Chinese mitten crabs are medium-sized crabs named for their hairy, mitten-like claws. They have a smooth, round carapace (top shell) that is a maximum of 3 inches wide. Their legs are generally twice as long as the carapace is wide. Chinese mitten crabs can also be distinguished by the notch between their eyes and the four lateral spines found on each side of the carapace. They vary in color from brownish-orange to greenish-brown. Juveniles have the same features as adults, however crabs less than ¾ inch may have no or minimal hair, but hair is present by the time the carapace is 1 inch wide. See an identification photo from the Smithsonian's Mitten Crab Watch.
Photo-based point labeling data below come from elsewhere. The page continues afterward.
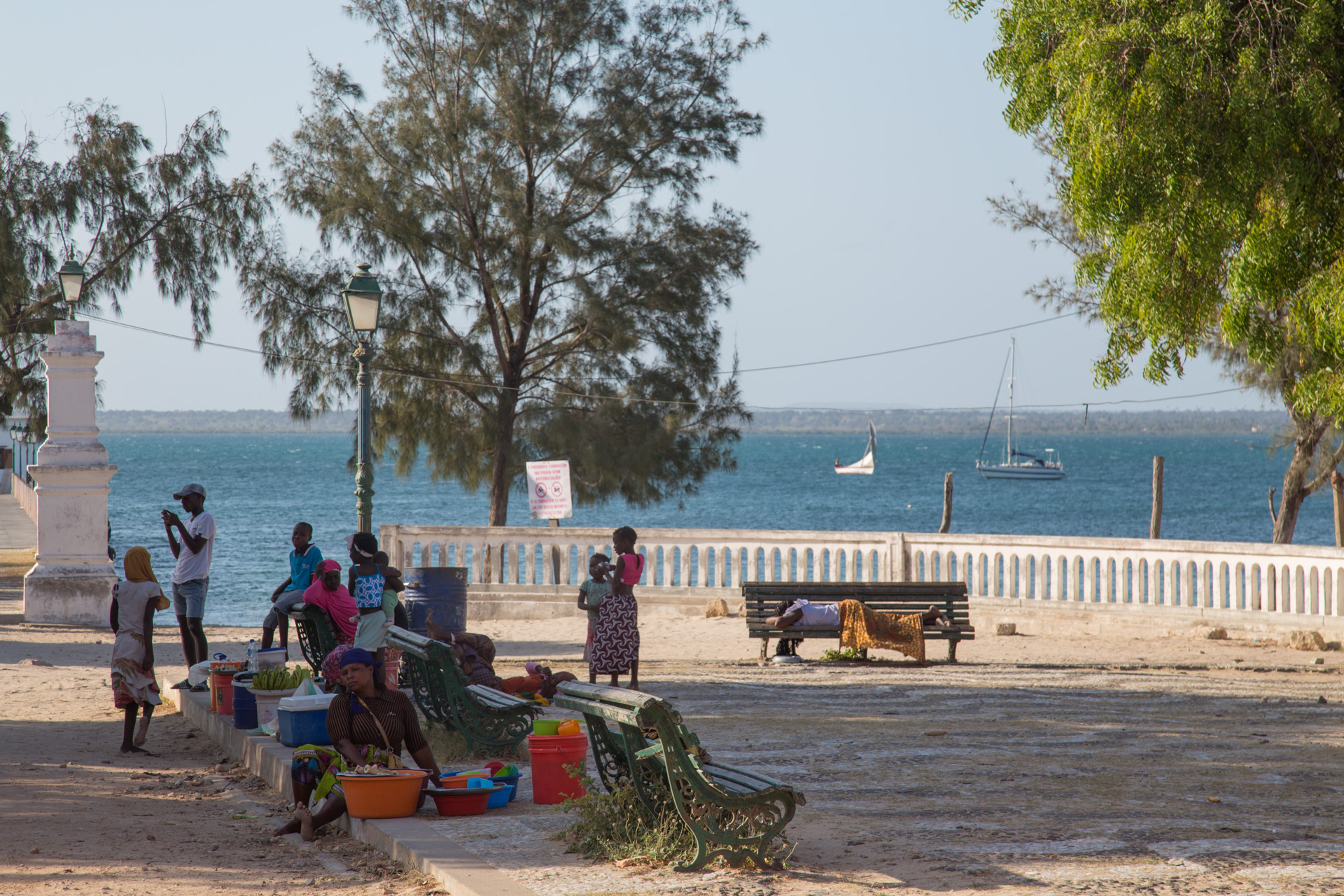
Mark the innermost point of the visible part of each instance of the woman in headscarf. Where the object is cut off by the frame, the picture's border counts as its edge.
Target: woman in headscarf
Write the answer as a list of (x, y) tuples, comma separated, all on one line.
[(134, 685), (369, 726)]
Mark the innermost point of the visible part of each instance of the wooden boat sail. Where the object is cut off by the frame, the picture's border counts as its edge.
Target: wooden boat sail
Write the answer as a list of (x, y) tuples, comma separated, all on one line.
[(866, 464), (1016, 465)]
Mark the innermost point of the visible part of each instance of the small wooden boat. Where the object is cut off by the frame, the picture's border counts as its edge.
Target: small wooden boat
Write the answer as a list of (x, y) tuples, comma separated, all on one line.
[(866, 464)]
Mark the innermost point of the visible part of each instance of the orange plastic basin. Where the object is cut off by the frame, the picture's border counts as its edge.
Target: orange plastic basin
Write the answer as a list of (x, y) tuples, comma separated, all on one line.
[(384, 796)]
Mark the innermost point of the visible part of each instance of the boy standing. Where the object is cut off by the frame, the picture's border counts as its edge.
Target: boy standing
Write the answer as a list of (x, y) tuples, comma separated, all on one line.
[(302, 562), (191, 577)]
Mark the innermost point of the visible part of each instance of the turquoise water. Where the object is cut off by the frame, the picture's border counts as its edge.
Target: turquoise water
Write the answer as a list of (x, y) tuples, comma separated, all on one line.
[(260, 485)]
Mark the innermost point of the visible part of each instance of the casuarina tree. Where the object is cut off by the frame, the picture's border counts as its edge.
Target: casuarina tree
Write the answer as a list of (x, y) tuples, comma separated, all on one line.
[(527, 187), (1200, 147), (118, 207)]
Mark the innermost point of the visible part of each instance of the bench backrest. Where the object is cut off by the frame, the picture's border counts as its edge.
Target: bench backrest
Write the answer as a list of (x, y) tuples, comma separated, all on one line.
[(316, 634), (899, 598)]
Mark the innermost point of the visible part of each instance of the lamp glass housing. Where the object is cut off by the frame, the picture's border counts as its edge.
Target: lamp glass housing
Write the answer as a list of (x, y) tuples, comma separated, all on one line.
[(363, 300), (71, 280)]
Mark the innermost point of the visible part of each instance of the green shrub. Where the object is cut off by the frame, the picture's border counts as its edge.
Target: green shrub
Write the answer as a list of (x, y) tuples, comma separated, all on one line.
[(615, 827), (844, 653)]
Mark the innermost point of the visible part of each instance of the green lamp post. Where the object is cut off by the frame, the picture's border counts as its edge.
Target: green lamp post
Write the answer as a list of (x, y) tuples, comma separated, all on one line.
[(363, 301), (71, 284)]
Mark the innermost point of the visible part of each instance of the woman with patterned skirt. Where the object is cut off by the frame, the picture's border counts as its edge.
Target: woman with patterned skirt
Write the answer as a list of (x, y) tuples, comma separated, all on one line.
[(134, 682)]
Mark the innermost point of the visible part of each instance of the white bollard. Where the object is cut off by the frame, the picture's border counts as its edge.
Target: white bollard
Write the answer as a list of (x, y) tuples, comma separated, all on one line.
[(73, 578)]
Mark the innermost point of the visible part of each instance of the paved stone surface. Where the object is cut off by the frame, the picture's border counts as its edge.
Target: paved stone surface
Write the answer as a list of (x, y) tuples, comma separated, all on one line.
[(17, 530)]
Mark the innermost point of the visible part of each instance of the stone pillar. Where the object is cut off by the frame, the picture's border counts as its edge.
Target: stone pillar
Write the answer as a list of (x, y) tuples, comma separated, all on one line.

Chinese mitten crabs were first found in California in the San Francisco Bay in 1992, and by 1996 had migrated upstream to the Sacramento-San Joaquin Delta. By 1998, the crabs had traveled into the watershed as far north as Colusa County and as far south as Merced County. Chinese mitten crabs are believed to have experienced a bust after their population boom in the San Francisco Bay Delta watershed in the late 1990s, as they are rarely collected in the watershed today. Chinese mitten crabs were discovered in Chesapeake Bay (Maryland) in 2005 and Delaware Bay in 2007. Also in 2007, they were found in the Hudson River (New York) and have since been found as far inland as Albany. They have been collected in the Gulf Coast, Canada, and the Great Lakes, but populations have not successfully established. However, they are established in numerous European countries.See a distribution map from the US Geological Survey.
Chinese mitten crabs are catadromous, meaning they live in freshwater, but require saltwater to successfully reproduce. They are common in estuaries, intertidal areas, marshes, rice fields, lakes, rivers, and creeks. Adult Chinese mitten crabs utilize fresh, brackish, and saltwater habitats, constructing burrows in river banks and levees, intertidal areas, and marsh bottoms. The highest concentrations of adults are found in saltwater when the females are laying eggs. Newly hatched, Chinese mitten crab larvae can be found “swimming” in the open saltwater of bays and estuaries. Juveniles (fully molted and no longer “swimming”) can be found in brackish and freshwater habitats within a few miles upstream of open water.
Chinese mitten crabs are native to China’s and South Korea’s coastal rivers and estuaries that drain to the Yellow Sea. In Europe and California, Chinese mitten crabs are believed to have been introduced via ship ballast water and, possibly, intentionally released to establish fisheries. Additional pathways for Chinese mitten crab introduction to new areas include the aquarium and live seafood trades. Once introduced, mitten crabs are able to spread through a watershed by dispersal of larvae in the water column. Outside of the United States, they have been imported and/or transported as bait for fishing, food for cattle and chicken, fertilizer for agriculture, and material for the production of cosmetics. Chinese mitten crabs are on California’s list of restricted animals and cannot be imported, transported, or possessed without a permit.
The burrowing activities of Chinese mitten crabs cause damage to dikes, levees, and stream banks and increase erosion, which can cause weakening or collapse of flood control and water supply systems. In California, Chinese mitten crabs have interfered with water operations at diversion facilities by clogging fish salvage structures (approximately 750,000 crabs were captured in the facilities in 1998). Additionally, Chinese mitten crabs steal bait from recreational anglers, damage commercial fishing nets, compete with native and commercially important species for food (especially crayfish), prey upon native species (including fish eggs), damage rice crops by excessively burrowing and foraging, and may transfer diseases and parasites to native species (in Asia they are host for the human lung fluke).